Some Data Manipulation in R with SPSS Variable Names and Labels
Following our conversation today, here are a few steps to take to use SPSS variable “labels” in place of variable names — we were working with a dataset that had variable names that were less informative than the variable labels, but that still did need to be referenced from time to time.
setwd("C:/Users/jleverni/Desktop")
# Import the SPSS file:
library('foreign')
data.wave2 <- read.spss("PDR Wave 2.sav", to.data.frame = TRUE, use.value.labels = TRUE)
# Note that the variable lables from SPSS have been imported as an "attribute" called "variable.labels":
str(data.wave2)
# We're about to overwrite the existing variable names with those variable labels. Thus, we'll save a backup copy of the existing variable names as an attribute first:
attr(data.wave2, "variable.originalName") <- colnames(data.wave2)
# Check our work:
str(data.wave2)
# Take all columns that have an attribute label (i.e., where the attribute label is not ""), and replace that column's name with that attribute label)

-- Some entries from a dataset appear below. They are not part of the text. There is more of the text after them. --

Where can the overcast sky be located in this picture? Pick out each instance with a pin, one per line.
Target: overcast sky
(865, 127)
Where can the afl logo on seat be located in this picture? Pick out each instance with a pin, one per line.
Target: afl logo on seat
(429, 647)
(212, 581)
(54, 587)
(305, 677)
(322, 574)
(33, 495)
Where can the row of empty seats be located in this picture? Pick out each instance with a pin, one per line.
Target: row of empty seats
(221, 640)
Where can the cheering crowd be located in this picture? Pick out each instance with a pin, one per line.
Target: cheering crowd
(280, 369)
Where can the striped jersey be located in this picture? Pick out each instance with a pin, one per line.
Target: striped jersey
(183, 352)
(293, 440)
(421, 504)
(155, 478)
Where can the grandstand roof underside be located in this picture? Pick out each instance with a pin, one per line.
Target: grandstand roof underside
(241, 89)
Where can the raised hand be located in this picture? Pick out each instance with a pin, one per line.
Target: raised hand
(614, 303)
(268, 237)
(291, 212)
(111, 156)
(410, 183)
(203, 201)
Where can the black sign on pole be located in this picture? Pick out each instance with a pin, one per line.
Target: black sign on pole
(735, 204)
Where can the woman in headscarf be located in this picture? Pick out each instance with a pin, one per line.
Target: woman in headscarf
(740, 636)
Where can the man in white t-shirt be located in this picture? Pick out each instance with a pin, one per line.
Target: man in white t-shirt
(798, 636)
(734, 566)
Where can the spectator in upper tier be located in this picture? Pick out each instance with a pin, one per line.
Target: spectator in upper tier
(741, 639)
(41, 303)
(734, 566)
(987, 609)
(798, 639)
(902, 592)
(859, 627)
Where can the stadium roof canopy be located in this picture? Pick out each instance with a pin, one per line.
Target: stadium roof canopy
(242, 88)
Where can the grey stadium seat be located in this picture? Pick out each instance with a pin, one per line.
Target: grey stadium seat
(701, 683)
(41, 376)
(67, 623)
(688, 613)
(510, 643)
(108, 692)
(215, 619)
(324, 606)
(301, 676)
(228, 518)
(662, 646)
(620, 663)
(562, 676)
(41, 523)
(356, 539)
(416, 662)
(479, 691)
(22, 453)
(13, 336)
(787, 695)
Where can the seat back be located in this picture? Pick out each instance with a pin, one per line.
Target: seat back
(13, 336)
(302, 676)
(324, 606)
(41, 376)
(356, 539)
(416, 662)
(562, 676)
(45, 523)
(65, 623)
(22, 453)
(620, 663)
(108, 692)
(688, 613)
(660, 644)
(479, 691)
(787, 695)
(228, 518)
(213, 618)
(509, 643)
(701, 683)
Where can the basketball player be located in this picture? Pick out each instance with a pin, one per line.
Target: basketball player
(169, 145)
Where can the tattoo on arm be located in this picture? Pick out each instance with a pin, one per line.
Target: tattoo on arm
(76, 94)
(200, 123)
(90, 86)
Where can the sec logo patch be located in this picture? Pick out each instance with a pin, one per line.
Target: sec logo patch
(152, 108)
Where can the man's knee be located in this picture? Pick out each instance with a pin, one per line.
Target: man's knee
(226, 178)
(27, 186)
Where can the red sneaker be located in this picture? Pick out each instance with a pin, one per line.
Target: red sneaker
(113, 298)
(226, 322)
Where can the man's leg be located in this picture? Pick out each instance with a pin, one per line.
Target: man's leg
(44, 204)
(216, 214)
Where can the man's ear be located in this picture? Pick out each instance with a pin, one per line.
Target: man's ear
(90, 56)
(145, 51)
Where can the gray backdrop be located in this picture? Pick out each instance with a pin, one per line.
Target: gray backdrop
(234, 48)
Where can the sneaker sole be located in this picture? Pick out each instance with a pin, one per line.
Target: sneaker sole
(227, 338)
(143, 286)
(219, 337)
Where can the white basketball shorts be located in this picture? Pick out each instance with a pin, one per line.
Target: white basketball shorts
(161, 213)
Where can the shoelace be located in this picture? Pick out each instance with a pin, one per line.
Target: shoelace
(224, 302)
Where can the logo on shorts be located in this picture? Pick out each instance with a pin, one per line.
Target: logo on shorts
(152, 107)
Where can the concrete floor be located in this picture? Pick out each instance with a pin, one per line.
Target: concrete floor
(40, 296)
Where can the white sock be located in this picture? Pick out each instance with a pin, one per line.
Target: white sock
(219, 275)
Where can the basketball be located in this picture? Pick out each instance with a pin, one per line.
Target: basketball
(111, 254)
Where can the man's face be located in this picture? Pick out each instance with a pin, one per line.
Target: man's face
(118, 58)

colnames(data.wave2)[attr(data.wave2, "variable.labels") != ""] <- attr(data.wave2, "variable.labels")[attr(data.wave2, "variable.labels") != ""]
# Check our work:
str(data.wave2)
# Make it easy to look up the original variable name, if we want to at any point:
lookupName <- function(columnName, dataFrame = data.wave2, attribute = "variable.originalName") {
print(attr(dataFrame, attribute)[which(colnames(dataFrame) == columnName)])
}
# Look up the original variable name of the column that is now titled "Lying", for example:
lookupName("Lying")
Thank you very much, it is very helpful.